The trapdoor spider is a common name for several of these large, harmless spiders that usually nest and live out their lives underground. They make holes or burrows in the ground, line them with silk which they spin, and add a hinged, accurately fitting trapdoor, which is usually made of layers or earth and silk. The opening of the burrow is covered by dirt or gravel, this disguises the entrance to the trapdoor spiders' lair.

Trapdoor Spider burrow with the door opened.

The most common species in the Southwestern United States digs holes about 1 inch in diameter and 12 inches in length.

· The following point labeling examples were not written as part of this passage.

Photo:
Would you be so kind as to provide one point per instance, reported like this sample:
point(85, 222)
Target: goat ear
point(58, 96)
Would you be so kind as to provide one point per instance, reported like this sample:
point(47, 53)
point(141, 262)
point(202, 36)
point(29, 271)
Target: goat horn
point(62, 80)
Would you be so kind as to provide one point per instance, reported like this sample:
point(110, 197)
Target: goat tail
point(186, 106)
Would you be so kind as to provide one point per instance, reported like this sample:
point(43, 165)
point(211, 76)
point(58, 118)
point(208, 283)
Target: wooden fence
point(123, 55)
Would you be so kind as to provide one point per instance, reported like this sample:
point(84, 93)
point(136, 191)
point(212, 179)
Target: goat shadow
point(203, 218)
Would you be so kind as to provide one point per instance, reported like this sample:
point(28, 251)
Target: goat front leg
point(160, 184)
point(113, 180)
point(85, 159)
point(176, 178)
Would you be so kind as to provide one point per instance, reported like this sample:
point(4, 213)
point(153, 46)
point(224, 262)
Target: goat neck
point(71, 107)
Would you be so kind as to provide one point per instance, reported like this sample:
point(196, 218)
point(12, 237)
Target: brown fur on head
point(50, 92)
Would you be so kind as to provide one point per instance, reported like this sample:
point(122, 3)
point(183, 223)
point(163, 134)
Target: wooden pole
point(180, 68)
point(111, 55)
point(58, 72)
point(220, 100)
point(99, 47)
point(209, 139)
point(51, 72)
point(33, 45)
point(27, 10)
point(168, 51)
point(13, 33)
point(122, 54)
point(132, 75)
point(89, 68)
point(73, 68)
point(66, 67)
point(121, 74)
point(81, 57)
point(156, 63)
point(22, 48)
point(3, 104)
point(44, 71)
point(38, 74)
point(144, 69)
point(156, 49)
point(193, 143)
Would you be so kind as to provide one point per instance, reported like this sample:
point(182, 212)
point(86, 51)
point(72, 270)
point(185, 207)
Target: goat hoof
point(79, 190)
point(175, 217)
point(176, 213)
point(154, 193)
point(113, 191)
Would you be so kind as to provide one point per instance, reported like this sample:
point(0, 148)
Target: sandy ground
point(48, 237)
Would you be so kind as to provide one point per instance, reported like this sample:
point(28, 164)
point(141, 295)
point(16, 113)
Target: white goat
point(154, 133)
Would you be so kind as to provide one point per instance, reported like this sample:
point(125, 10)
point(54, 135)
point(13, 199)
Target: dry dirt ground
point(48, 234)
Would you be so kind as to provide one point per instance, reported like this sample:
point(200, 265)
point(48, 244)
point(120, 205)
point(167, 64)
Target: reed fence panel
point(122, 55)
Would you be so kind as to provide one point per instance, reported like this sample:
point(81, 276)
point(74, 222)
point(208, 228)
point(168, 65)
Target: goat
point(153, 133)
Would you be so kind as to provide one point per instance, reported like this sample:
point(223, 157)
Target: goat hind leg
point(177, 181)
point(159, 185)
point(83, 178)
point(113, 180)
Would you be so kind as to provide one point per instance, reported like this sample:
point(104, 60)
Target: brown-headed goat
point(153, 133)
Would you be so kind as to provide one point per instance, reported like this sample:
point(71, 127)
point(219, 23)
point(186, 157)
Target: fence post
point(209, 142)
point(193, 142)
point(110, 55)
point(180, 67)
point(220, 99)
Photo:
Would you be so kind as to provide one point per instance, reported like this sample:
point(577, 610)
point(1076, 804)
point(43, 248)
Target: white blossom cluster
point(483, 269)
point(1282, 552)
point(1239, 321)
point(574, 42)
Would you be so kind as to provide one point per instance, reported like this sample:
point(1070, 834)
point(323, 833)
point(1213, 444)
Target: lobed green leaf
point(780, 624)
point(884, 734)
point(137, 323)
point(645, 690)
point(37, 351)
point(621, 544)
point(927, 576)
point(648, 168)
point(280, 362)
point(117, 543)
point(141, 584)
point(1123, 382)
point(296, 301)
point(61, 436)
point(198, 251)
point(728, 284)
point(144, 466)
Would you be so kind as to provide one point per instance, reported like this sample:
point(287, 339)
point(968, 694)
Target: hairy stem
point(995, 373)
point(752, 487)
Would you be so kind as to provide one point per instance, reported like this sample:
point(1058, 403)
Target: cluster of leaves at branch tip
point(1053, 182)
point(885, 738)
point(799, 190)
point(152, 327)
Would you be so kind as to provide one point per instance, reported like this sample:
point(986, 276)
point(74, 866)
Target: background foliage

They grow up to around 1 inch, their mouthparts consist of a pair of downward pointing fangs for piercing, crushing, and digging. They have 4 pairs of simple eyes. Normally they live around 1 to 2 years.[1] Spiders are predatory invertebrate animals with two body segments, eight legs, and no chewing mouth parts and no wings. They are classified in the order Araneae, the study of spiders is called or known as Arachnology.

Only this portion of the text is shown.